The practical takeaway is to stop thinking of it as a binary. The question is not whether you will ever want to look at a single account alone — you will — it is whether your everyday default should be one stream or five. For most people the everyday default that saves the most time and misses the least mail is unified, with the ability to drop into a single account whenever a moment calls for focus. The apps that nail this give you exactly that: open to everything, narrow to one with a tap, and never lose track of which message came from where. That combination — one inbox or split, on your terms — is the setup most people end up happiest with.

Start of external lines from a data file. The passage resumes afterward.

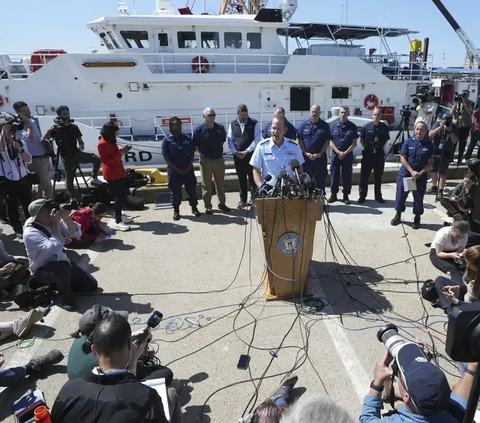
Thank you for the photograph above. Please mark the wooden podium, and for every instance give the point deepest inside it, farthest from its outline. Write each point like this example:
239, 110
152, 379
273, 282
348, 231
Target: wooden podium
288, 228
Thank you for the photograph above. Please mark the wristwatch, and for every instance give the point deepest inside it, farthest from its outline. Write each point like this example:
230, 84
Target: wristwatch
377, 388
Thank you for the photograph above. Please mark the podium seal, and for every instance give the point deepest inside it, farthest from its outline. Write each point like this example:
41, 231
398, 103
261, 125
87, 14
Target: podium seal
289, 244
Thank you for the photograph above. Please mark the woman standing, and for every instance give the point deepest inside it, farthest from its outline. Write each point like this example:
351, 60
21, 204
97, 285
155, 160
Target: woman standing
114, 171
17, 186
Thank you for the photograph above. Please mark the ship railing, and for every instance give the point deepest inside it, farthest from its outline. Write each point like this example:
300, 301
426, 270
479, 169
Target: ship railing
401, 67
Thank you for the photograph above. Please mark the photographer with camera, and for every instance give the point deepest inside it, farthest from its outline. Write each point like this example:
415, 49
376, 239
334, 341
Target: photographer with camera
16, 184
462, 116
45, 234
427, 109
444, 134
111, 392
70, 146
114, 171
29, 132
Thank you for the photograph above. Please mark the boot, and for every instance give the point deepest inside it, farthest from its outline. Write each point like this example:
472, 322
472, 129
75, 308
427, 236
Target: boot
397, 219
416, 222
50, 359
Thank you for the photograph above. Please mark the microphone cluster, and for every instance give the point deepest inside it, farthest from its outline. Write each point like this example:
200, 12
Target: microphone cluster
286, 186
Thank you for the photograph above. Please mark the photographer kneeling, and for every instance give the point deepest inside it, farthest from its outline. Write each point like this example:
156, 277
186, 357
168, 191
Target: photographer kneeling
44, 238
110, 390
67, 135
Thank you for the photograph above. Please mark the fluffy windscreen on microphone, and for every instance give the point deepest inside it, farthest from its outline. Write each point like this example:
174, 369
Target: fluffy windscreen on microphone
294, 164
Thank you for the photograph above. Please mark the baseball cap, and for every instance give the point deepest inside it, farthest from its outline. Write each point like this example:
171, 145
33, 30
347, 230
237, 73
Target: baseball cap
91, 317
425, 383
35, 207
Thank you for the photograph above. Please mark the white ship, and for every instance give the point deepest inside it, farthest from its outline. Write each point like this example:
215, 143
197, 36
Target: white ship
175, 63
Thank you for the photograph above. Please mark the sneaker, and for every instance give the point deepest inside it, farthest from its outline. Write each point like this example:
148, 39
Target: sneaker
49, 359
126, 219
95, 182
224, 208
66, 303
332, 199
416, 222
396, 220
121, 226
22, 325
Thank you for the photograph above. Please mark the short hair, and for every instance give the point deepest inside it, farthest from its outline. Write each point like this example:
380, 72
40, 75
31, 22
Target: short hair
314, 408
18, 105
242, 108
60, 109
173, 120
111, 335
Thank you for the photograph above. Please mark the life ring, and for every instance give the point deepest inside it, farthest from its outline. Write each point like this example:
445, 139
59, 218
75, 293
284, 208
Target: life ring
370, 102
200, 64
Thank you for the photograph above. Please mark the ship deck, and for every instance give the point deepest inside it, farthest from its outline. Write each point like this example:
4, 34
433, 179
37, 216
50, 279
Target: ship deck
205, 276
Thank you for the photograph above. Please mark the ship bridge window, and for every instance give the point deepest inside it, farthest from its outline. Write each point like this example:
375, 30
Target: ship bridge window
254, 40
114, 40
233, 40
210, 40
106, 42
136, 39
187, 39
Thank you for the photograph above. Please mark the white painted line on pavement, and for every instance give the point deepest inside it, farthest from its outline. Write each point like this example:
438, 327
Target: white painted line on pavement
23, 356
345, 350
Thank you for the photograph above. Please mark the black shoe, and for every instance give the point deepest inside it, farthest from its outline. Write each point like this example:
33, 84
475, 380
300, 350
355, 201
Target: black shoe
332, 199
66, 303
416, 222
396, 220
224, 208
49, 359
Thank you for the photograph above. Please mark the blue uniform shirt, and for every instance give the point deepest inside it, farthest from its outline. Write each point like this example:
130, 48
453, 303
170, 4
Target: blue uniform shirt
291, 131
209, 141
343, 134
314, 135
375, 136
179, 150
417, 153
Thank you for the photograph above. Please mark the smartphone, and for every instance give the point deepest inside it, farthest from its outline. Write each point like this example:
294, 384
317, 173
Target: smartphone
243, 362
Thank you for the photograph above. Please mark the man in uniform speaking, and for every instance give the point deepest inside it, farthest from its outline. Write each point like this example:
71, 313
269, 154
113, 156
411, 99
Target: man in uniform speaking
275, 153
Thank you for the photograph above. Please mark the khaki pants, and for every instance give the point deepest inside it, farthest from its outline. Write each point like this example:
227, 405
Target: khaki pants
215, 167
41, 166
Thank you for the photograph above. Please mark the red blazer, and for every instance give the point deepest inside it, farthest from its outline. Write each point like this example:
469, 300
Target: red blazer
111, 158
85, 219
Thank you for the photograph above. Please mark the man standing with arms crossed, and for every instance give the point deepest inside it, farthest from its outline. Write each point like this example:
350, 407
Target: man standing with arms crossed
375, 135
343, 142
313, 138
209, 139
243, 136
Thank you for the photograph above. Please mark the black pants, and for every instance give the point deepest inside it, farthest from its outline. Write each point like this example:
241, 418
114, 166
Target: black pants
372, 161
473, 142
118, 188
463, 134
442, 281
15, 192
244, 170
67, 277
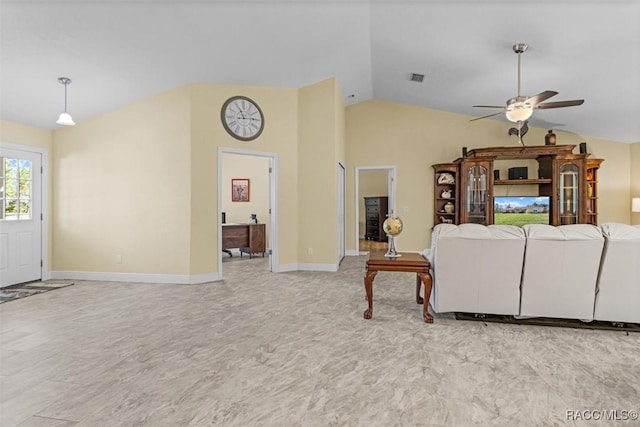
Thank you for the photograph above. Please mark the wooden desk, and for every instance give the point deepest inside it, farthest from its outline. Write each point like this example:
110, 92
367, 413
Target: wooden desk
250, 236
408, 262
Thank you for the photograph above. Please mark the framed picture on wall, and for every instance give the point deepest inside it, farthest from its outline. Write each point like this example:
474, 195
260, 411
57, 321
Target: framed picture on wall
240, 190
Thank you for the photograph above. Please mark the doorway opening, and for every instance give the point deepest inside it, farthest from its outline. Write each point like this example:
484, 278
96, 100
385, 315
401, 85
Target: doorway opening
247, 208
377, 184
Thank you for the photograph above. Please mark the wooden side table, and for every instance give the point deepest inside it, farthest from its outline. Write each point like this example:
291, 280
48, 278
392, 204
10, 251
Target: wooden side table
408, 262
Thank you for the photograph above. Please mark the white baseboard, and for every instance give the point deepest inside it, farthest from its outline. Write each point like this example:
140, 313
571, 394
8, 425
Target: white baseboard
317, 267
136, 277
283, 268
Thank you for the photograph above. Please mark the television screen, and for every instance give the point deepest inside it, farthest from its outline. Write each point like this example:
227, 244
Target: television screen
521, 210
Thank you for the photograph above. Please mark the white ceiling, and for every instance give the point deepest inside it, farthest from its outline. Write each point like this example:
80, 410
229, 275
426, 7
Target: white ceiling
118, 51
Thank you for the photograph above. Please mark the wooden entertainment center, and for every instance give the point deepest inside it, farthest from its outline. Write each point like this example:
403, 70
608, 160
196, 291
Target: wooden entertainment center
464, 189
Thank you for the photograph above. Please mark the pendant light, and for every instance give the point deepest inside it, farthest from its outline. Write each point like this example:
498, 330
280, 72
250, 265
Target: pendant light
65, 118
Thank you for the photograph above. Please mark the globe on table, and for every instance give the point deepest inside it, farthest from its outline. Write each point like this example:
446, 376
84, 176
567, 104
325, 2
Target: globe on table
392, 226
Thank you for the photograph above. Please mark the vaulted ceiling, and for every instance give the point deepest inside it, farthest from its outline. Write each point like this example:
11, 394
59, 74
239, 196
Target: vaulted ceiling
119, 51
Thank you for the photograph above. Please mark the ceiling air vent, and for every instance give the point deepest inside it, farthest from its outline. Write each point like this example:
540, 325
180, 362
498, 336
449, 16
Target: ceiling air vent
417, 77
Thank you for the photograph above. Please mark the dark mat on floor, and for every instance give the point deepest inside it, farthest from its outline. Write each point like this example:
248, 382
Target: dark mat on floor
547, 321
22, 290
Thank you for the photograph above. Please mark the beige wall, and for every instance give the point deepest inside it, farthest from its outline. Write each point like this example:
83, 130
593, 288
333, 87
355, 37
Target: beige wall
17, 133
319, 145
635, 178
256, 169
280, 108
122, 188
147, 174
141, 181
371, 183
414, 138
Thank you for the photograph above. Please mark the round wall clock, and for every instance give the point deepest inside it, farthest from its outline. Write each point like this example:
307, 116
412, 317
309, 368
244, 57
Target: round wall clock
242, 118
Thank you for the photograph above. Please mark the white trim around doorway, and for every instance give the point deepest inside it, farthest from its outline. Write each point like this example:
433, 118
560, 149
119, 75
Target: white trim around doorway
391, 180
272, 249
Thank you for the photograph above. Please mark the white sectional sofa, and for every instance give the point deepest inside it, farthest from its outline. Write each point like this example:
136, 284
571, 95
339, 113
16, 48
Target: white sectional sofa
476, 268
560, 271
571, 272
618, 297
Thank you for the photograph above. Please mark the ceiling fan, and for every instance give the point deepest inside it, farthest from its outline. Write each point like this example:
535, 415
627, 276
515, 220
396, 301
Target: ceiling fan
520, 108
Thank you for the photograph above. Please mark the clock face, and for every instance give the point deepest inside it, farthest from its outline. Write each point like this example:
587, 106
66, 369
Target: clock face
242, 118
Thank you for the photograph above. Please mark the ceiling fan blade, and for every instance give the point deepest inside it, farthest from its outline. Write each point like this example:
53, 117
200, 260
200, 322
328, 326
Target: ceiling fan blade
560, 104
542, 96
484, 117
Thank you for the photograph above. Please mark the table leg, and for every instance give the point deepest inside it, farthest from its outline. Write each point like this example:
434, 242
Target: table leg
368, 288
428, 283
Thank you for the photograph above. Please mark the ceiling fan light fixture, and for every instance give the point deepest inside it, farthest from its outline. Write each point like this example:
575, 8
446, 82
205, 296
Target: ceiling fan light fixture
65, 118
518, 111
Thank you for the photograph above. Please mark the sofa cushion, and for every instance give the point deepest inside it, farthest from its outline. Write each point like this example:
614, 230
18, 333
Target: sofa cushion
476, 268
618, 294
560, 270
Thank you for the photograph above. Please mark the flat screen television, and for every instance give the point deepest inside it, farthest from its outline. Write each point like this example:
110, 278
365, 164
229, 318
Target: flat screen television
520, 210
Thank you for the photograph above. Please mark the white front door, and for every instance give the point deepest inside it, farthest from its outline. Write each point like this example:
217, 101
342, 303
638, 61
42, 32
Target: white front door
20, 216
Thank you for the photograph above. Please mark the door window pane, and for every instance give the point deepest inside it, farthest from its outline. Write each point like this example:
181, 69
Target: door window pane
15, 193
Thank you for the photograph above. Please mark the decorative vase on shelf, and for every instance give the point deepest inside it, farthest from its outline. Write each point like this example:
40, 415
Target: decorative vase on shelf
449, 207
550, 138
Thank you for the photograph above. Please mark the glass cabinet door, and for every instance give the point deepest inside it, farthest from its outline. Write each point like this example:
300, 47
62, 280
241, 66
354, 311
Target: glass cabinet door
476, 195
568, 199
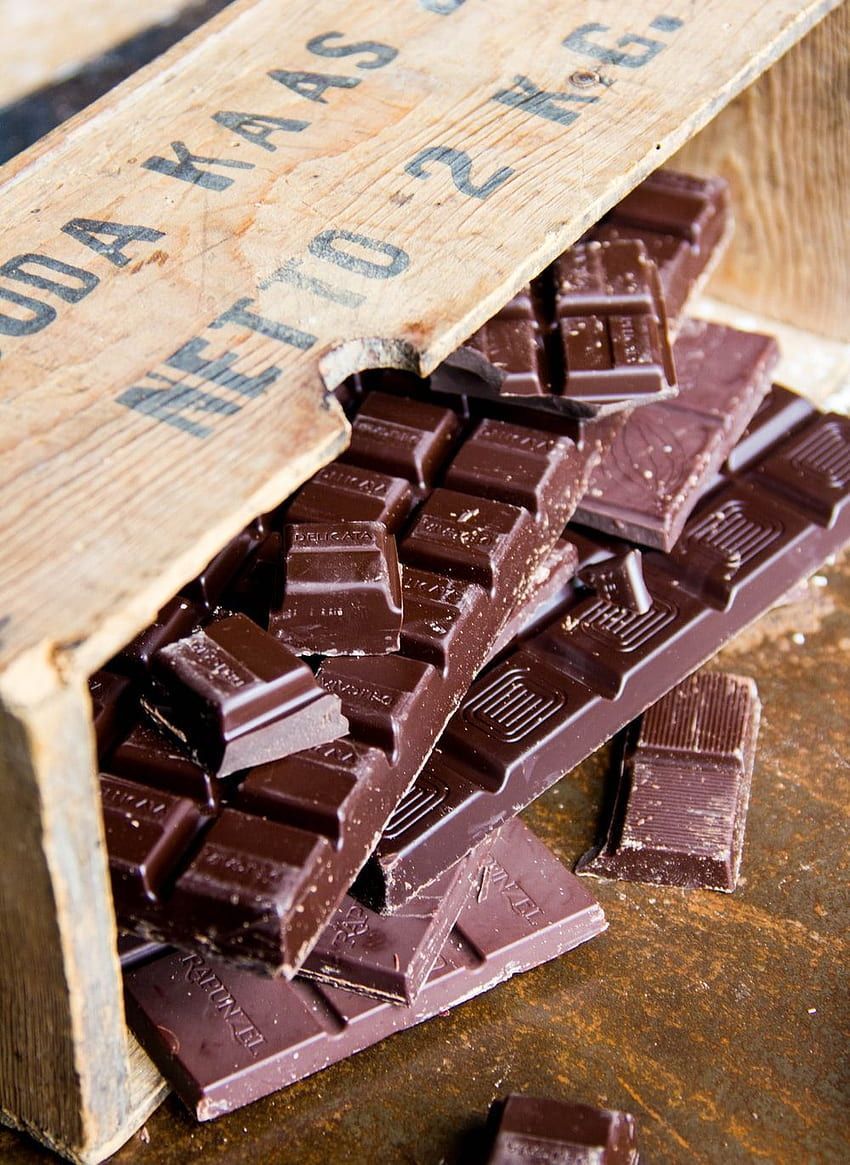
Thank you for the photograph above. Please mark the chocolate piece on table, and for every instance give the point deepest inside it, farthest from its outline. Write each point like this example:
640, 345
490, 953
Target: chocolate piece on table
596, 666
225, 1037
682, 221
684, 788
238, 697
391, 957
665, 453
618, 580
467, 555
547, 1131
342, 593
588, 337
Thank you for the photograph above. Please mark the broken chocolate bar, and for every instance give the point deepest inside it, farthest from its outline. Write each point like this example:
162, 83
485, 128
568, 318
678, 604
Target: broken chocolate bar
588, 337
665, 453
236, 697
561, 1132
682, 221
225, 1037
597, 665
684, 788
342, 593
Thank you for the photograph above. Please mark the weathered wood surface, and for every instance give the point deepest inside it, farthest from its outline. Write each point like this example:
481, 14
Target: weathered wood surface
784, 145
124, 506
45, 41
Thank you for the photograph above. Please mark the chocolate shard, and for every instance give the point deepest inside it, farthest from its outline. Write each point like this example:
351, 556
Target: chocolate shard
390, 958
238, 697
618, 580
684, 788
344, 590
588, 338
664, 456
595, 666
225, 1037
549, 1131
685, 224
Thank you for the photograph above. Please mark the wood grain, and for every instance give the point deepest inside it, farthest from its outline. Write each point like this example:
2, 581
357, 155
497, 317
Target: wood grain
784, 145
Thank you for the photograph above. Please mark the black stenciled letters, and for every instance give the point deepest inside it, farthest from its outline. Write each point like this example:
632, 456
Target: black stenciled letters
257, 127
312, 85
525, 96
460, 163
185, 169
326, 246
381, 54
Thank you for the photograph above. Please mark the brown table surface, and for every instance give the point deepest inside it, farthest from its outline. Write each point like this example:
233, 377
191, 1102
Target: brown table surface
721, 1022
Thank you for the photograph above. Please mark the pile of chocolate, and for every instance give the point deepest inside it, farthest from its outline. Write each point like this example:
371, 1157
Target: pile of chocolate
313, 760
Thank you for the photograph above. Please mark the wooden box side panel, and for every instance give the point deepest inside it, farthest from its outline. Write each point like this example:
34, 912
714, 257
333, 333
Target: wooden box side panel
784, 145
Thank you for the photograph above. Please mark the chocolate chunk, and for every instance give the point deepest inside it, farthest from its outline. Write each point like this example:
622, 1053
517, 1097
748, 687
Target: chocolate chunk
344, 590
660, 461
596, 665
589, 337
238, 697
561, 1132
391, 958
225, 1037
682, 221
684, 788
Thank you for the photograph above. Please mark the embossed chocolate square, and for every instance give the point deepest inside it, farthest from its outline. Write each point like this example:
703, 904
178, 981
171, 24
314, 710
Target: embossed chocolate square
238, 698
342, 594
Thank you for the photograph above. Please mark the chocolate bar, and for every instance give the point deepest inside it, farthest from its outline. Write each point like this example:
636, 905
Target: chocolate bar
561, 1132
682, 221
684, 788
271, 861
660, 460
236, 697
596, 666
225, 1037
588, 337
344, 590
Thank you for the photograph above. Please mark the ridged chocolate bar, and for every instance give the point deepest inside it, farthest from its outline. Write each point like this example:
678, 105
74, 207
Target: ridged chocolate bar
684, 788
767, 523
225, 1037
255, 873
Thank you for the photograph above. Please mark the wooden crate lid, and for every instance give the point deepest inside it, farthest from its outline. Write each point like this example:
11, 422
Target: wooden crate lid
300, 190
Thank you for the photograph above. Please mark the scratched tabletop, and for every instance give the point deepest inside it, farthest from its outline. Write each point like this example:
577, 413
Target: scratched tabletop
721, 1022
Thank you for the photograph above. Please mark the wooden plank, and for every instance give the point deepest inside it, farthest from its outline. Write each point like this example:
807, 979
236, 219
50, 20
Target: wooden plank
124, 507
45, 42
784, 145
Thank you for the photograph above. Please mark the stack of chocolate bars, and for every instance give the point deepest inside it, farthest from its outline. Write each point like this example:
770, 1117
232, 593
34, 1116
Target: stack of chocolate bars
313, 760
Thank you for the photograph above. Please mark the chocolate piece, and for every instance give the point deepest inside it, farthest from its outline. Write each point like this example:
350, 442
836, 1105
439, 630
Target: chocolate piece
240, 698
561, 1132
225, 1037
682, 221
618, 580
344, 590
596, 666
684, 788
588, 337
659, 463
390, 958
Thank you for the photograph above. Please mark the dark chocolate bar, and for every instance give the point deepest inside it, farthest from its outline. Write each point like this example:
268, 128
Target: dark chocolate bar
342, 593
684, 788
225, 1037
682, 221
543, 1131
588, 337
236, 697
660, 460
597, 665
486, 503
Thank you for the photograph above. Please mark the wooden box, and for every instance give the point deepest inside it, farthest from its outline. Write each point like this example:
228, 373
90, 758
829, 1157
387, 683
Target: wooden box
284, 198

Default unified, focus on demand

The setup that suits the most people is a unified default — everything in one stream — with a one-tap way to view a single account when you need to focus on just work or just personal. You get the convenience every day and the boundary the moment you want it. Pick an app that does both, not one that forces a permanent choice.

How do different email apps handle the unified inbox?

Not every app means the same thing by "unified inbox," and the differences are exactly what determine whether the feature feels good in daily use. Some apps merge accounts beautifully; some bolt on a half-version; some of the biggest names do not really offer a true cross-provider unified inbox at all. Here is how the common options actually behave, so you know what you are getting before you move all your mail in.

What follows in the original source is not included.